Criticism rains down on mortgage industry

Chetera Miller, a credit counselor for Neighborhood Housing Services of Chicago, has noticed that lenders are becoming more willing to cut deals with delinquent borrowers. She's been able to help eight homeowners restructure their loans over the past few weeks.

There's just one problem: That's only about half the number of financially strapped clients she's working with. Miller's caseload is expanding as more homeowners fall behind on their adjustable-rate mortgages.

A public outcry against the mortgage industry is growing louder. Lawmakers, regulators and consumer advocates say they are increasingly worried about the fallout from a record number of homes going into foreclosure. They're pushing the industry to move faster to aid homeowners, by forgiving past-due amounts, lowering rates and shifting people into fixed-rate loans.

Lawmakers also have proposed new rules, from a moratorium on foreclosures to tax changes. But so far, no one has a solution that would spare everyone from the pain of the mortgage crisis.
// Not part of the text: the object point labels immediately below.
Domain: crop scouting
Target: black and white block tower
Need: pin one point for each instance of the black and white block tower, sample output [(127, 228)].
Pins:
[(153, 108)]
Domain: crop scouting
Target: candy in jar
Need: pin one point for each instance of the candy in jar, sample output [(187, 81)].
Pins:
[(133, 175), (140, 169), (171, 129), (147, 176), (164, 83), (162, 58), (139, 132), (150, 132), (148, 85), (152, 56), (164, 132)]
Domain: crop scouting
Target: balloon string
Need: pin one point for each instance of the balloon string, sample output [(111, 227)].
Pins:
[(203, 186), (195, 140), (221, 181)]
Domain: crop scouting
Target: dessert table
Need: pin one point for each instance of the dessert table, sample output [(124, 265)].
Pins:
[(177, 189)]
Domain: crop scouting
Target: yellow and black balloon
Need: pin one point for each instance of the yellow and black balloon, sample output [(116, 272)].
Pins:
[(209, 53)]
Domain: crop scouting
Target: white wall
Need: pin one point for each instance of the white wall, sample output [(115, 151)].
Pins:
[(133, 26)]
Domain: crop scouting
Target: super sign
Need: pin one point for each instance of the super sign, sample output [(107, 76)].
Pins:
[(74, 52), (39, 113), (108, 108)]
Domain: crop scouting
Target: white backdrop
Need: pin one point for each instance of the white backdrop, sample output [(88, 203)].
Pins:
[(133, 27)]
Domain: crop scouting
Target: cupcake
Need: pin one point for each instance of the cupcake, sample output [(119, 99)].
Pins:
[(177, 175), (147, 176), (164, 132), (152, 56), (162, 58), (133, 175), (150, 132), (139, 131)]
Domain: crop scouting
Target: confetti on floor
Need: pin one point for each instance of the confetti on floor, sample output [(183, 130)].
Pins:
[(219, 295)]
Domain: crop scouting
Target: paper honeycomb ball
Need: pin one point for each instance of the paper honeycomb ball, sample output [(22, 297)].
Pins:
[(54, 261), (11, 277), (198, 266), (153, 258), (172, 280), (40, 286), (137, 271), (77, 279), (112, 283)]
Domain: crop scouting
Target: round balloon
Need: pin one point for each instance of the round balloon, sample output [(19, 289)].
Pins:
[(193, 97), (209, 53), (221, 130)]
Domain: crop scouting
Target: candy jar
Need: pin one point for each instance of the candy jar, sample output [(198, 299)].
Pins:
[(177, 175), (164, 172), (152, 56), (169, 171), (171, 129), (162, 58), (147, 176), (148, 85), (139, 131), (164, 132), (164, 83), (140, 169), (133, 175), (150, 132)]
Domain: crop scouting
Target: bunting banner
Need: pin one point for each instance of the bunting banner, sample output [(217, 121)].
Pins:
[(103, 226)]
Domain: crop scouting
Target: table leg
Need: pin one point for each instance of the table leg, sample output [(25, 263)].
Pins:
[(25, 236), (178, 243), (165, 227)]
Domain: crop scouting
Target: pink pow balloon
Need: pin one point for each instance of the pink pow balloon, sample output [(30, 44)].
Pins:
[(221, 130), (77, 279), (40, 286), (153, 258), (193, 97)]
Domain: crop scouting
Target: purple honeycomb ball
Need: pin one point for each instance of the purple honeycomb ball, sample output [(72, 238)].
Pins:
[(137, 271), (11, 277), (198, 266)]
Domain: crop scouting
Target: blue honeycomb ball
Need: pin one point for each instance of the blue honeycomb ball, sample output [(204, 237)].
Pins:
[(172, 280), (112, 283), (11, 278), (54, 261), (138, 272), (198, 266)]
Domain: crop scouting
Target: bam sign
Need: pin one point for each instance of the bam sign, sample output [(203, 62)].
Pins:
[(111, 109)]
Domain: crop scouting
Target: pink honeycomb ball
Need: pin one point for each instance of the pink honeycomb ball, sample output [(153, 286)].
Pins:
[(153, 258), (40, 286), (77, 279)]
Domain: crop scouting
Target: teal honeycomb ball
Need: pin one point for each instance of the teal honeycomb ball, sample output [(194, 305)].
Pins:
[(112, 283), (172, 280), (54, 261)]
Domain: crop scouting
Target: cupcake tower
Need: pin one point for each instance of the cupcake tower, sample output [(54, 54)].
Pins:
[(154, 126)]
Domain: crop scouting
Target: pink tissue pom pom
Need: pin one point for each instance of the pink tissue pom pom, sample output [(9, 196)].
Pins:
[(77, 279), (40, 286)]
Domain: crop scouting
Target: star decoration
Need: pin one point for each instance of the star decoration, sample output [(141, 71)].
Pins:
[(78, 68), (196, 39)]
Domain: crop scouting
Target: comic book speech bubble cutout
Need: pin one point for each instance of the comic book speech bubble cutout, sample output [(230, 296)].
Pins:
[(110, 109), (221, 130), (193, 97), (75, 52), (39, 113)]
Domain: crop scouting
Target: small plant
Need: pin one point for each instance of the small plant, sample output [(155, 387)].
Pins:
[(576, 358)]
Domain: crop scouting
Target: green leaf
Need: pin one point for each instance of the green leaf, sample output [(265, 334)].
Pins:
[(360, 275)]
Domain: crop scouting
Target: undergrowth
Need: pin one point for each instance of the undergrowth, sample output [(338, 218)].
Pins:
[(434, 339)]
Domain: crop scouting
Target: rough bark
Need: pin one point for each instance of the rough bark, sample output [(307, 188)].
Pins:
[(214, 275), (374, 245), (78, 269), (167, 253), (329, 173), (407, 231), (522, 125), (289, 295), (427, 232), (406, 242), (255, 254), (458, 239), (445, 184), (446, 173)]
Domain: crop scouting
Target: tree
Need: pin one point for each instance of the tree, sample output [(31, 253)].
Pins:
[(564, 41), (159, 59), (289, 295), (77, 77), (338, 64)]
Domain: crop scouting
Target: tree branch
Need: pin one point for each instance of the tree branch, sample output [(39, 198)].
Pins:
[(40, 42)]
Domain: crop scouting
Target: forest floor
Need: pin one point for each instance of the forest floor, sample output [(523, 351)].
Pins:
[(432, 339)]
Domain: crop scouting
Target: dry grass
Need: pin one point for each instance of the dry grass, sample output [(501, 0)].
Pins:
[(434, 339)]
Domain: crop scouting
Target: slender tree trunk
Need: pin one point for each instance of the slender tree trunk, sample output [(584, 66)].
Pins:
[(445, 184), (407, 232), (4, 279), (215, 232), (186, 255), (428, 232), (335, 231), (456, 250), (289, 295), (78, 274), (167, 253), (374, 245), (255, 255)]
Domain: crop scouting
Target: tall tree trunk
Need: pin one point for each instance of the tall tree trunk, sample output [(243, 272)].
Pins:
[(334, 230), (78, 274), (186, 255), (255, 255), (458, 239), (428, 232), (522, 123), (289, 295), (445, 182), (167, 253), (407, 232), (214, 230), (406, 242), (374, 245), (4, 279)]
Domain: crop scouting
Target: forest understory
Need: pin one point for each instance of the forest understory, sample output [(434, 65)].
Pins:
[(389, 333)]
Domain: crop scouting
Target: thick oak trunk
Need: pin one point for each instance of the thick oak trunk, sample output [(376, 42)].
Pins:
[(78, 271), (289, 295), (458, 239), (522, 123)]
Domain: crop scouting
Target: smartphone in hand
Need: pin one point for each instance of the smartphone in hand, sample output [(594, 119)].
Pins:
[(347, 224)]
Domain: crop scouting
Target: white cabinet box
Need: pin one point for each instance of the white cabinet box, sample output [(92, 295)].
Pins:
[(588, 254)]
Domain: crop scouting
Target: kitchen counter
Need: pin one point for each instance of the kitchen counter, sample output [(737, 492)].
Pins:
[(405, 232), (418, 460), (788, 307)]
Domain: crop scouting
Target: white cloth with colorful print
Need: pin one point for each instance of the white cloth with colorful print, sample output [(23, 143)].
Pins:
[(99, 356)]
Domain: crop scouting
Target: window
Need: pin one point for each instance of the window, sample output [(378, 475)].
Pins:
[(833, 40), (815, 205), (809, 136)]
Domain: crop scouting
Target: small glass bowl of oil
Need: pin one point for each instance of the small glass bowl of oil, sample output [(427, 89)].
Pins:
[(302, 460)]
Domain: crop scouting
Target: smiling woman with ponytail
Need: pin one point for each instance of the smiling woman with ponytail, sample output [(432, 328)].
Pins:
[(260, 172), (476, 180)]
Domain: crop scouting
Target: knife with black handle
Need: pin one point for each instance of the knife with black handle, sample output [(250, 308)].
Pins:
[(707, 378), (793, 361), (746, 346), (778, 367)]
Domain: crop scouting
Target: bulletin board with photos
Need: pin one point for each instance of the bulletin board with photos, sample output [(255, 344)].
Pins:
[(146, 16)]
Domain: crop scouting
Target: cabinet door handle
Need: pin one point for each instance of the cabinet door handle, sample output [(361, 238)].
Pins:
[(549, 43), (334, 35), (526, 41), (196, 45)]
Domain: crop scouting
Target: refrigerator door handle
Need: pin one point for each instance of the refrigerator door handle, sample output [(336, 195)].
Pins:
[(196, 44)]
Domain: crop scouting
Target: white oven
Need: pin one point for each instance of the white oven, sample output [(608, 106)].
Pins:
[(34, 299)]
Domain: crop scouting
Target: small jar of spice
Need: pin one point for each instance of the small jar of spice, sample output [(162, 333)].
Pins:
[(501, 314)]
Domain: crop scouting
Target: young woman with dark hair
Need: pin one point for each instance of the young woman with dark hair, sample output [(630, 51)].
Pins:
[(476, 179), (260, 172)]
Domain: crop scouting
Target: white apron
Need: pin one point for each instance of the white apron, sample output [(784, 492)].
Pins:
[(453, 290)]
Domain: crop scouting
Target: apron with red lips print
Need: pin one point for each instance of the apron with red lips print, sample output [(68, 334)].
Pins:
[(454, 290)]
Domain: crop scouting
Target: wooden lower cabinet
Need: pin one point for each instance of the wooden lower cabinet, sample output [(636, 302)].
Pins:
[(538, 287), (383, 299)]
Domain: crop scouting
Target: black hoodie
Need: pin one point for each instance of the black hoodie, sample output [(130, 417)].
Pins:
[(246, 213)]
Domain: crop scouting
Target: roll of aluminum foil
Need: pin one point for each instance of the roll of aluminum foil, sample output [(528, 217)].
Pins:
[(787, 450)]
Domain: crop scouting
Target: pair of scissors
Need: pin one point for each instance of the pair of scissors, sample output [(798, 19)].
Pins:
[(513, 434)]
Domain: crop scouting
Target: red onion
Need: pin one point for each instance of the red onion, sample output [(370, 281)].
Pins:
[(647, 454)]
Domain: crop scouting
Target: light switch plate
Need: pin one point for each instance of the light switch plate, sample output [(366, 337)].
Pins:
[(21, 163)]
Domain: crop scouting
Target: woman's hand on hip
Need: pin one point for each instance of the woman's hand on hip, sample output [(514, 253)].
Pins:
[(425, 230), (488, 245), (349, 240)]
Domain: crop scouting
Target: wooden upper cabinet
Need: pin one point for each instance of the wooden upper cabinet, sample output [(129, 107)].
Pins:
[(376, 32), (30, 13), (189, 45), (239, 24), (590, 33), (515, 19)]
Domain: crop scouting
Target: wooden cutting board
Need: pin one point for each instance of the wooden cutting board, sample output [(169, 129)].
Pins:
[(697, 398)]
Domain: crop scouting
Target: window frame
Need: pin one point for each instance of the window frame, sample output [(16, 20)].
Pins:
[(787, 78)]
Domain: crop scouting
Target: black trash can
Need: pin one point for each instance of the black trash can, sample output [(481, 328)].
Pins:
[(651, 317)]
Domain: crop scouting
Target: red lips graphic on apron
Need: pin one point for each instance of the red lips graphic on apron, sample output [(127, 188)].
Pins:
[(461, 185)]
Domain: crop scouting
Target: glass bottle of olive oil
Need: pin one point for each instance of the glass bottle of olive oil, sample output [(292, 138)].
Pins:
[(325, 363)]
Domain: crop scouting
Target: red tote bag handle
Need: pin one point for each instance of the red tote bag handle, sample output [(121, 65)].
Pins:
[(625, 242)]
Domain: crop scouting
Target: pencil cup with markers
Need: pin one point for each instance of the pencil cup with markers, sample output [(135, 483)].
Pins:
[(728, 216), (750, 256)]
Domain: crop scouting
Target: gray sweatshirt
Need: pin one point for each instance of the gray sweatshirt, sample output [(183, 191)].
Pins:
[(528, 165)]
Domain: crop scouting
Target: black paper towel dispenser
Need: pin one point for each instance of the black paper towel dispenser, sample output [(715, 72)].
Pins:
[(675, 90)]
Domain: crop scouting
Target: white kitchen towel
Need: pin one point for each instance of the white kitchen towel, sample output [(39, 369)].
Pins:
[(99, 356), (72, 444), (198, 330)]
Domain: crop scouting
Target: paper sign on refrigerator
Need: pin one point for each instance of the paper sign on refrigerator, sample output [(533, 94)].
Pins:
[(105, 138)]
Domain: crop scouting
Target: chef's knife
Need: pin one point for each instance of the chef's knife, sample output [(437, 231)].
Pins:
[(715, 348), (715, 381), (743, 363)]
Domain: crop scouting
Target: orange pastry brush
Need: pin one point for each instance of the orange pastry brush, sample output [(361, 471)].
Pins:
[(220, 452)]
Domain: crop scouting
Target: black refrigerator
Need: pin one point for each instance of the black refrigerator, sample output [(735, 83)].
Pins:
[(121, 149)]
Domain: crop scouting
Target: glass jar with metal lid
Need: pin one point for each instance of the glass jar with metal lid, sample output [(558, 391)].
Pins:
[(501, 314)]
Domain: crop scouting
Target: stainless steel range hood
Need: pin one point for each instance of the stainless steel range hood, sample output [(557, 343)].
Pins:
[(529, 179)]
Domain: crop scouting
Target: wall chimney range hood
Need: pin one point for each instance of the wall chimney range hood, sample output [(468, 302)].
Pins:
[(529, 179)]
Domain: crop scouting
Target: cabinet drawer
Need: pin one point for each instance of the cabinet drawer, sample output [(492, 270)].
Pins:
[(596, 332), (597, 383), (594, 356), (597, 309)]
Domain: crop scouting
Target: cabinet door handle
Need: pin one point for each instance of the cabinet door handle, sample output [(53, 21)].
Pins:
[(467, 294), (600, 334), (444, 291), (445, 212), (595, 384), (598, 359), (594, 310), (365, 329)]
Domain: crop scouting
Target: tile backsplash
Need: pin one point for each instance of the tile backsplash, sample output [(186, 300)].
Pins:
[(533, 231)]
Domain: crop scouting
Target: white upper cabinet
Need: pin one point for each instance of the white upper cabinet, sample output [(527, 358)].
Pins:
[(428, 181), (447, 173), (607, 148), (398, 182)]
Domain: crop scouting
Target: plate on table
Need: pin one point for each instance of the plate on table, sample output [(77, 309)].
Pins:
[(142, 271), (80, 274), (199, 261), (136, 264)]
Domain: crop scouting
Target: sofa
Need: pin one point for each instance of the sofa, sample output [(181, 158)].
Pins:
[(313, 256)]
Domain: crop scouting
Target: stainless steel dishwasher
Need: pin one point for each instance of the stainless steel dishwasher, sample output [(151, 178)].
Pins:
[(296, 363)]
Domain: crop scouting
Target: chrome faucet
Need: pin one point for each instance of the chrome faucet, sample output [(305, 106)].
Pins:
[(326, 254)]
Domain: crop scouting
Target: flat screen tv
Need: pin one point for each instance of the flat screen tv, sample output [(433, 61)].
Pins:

The impact goes far beyond individual families or blighted neighborhoods. Treasury Secretary Henry Paulson Jr., Federal Reserve officials and private economists say that what's become a full-blown housing recession threatens the overall economy. A sharp drop in home building and falling house prices could stifle consumer spending, raise unemployment and further spook the financial markets.

More than 2 million homeowners are behind on mortgages. And 2 million more borrowers with tarnished, or subprime, credit will see their payments rise before the end of next year as their adjustable-rate mortgages, or ARMs, reset to higher levels that could prove unaffordable.

Sheila Bair, chair of the Federal Deposit Insurance Corp., is frustrated by the slow pace of loan restructuring and refinancing.

"Washington needs to push hard on this," she said. "Our message is, 'Prioritize these folks, if they can convert' (to fixed-rate loans). That will free up more time to deal with some of the more challenging cases."

But Larry Litton Jr., head of Litton Loan Servicing, is equally frustrated. He restructured 2,000 loans last month to help subprime borrowers. This month, he'll do double that number, including changing the loan terms for 1,500 homeowners who have yet to fall behind but who wouldn't be able to afford their looming interest-rate increases.

"We are modifying more loans than we ever have, and despite that, the foreclosure volume continues to increase,

he said.

Normally, his company, which collects mortgage payments and handles late payments, helps about 60% of homeowners avoid foreclosure after they fall behind on their subprime mortgages. But with tougher lending standards, falling home prices in many areas and a lot of poorly underwritten loans, he said he can modify only about 45% of the bad loans he has on his books.

The housing crisis, Litton says, "is bigger than what people had originally thought. You're probably looking at a peak in these defaults in the third or fourth quarter of 2008."